Arrêtez votre lecture quelques secondes. Fermez les yeux. Et concentrez-vous sur votre respiration avec la curiosité d’un enfant. Vous l’entendez, la sentez ? Félicitations. Vous venez de méditer.

Quand on s’attarde sur notre souffle et sur les sensations de notre corps, nous revenons en fait à l’instant présent.

Qu’y a-t-il de plus ancré dans la réalité que notre corps ?

On parcourt habituellement notre quotidien guidé par notre cerveau qui, tel un conférencier, est capable de parler des heures sur n’importe quel sujet, inarrêtable et, avec le temps, répétitif.

Mais un conférencier bien subjectif, qui analyse le monde en fonction de notre propre prisme, de nos propres émotions, croyances, habitudes, relations, etc.
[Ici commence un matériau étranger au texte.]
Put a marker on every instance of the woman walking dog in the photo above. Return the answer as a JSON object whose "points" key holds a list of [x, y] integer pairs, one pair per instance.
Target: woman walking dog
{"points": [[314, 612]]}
Et finalement, tous ces films qui défilent dans notre tête n’ont pas d’autres sources que nos connexions synaptiques. Ils sont le résultat de notre réalité chimique, non d’une réalité absolue.

Réfléchissez à votre vie. Nous avons tous connu des moments d’angoisse, voire de terreur, devant un événement à venir. Pour que le moment venu, tout se passe très bien.
Toutes les projections qui ont précédé l’échéance, tous les scénarios catastrophes n’étaient que le fruit de votre imagination. Pourtant, vos émotions, votre motivation, vos interactions en ont toutes payé le prix.

Le corps, lui, est le véritable réceptacle de la réalité.
Il est fait de sensations, non d’émotions.
Le corps est concret.

Se plonger en lui et accepter les zones de bien-être, de douleurs, de tensions ou détendues, c’est être conscient.
Revenir au corps lorsque l’esprit veut reprendre le contrôle, c’est méditer.

Il n’y a pas d’autres forces qui entrent en jeu, pas d’entité, pas de formule magique. La méditation, c’est accepter ce qui est là, sans juger, sans chercher à réparer ou à modifier.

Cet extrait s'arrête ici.